ПА: Тьма-тмущая русскоязычного контента , существовавшего еще год-два назад, просто исчезла. Все российское попадает под раздачу. Сейчас перед украинской культурой открылось огромное поле перспектив, и мне кажется, что это уже необратимый процесс. Возникает естественный для многих вопрос: зачем нам вообще русский язык? Конечно, есть русскоязычные украинцы, в том числе среди военных, и это нормально. У многих остаются родственники в России. Но те, с кем я общался, говорят, что больше никогда туда не поедут. Это большая трагедия для таких семей, потому что все связи разорваны.

Очень много изменений происходит на местах. Например , в Николаеве был Театр русской драмы, но после 24 февраля коллектив обратился с соответствующими документами к властям, и слово «русской» исчезло из его названия. Стоит ли отменять всю российскую культуру? Не знаю. Я, например, когда-то очень интересовался роком, альтернативной русской музыкой, смотрел российские фильмы. Но с 2014-го года не могу ни их музыку слушать, ни фильмы смотреть.
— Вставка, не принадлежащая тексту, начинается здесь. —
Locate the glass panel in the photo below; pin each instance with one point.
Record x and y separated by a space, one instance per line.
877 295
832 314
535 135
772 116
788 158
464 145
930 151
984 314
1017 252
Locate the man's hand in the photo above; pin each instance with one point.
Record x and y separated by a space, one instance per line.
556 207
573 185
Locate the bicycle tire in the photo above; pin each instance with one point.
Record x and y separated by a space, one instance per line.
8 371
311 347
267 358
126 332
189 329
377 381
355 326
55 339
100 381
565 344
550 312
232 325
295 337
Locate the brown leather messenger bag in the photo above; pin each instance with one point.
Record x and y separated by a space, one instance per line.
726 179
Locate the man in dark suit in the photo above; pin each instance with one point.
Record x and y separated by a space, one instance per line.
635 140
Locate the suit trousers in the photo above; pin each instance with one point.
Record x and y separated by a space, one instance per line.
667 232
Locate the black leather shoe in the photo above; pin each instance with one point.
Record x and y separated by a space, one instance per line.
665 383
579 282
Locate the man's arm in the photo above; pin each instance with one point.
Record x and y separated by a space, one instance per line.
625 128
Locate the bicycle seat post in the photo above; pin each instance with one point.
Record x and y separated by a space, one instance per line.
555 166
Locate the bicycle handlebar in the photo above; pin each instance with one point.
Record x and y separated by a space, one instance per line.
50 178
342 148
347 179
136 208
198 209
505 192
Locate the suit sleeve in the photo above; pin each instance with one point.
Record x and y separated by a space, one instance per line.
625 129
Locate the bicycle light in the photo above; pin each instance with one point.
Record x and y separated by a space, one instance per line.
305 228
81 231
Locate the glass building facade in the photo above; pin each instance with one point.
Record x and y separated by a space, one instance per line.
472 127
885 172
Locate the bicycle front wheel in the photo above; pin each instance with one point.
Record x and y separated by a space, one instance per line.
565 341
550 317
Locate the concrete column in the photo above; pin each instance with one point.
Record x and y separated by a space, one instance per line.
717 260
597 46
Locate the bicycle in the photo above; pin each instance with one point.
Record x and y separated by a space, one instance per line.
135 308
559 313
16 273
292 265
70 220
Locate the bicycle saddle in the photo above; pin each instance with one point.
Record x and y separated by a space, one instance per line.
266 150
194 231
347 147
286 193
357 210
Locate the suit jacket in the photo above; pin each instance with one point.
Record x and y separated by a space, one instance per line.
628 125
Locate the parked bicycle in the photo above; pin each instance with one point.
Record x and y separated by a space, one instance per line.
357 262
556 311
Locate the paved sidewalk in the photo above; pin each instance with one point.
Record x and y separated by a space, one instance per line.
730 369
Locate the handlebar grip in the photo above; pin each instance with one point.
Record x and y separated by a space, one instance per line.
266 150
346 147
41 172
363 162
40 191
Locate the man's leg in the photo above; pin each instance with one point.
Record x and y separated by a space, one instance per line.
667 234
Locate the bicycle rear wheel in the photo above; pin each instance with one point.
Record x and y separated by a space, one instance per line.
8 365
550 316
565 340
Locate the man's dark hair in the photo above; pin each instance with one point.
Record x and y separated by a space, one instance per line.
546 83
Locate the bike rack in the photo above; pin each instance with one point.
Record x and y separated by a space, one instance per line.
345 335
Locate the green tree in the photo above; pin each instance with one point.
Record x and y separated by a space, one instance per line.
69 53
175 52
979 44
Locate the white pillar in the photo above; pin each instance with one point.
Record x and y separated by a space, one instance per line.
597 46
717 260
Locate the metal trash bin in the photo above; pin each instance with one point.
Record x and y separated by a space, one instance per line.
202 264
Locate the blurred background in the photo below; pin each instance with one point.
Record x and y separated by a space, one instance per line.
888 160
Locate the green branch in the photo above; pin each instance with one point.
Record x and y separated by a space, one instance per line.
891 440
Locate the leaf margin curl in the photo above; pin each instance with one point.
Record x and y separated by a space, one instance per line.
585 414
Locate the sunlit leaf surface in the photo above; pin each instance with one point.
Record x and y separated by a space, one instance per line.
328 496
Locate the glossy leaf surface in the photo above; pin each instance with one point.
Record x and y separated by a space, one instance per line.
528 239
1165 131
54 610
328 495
ОМ: И мир эта война тоже изменит?

ПА: Изменения уже происходят. Например , сейчас в Украине сотни мировых редакций открывают свои корпункты. Раньше меня очень возмущало, что, например, американские СМИ воспринимали события в Украине через призму своих редакций в Москве. Они либо писали из российской столицы о том, что происходит в Украине, либо отправляли в Украину сотрудников московской редакции. Теперь все изменилось, и это большой плюс. Это означает, что Украины станет больше на страницах мировых СМИ, — так будет и после войны.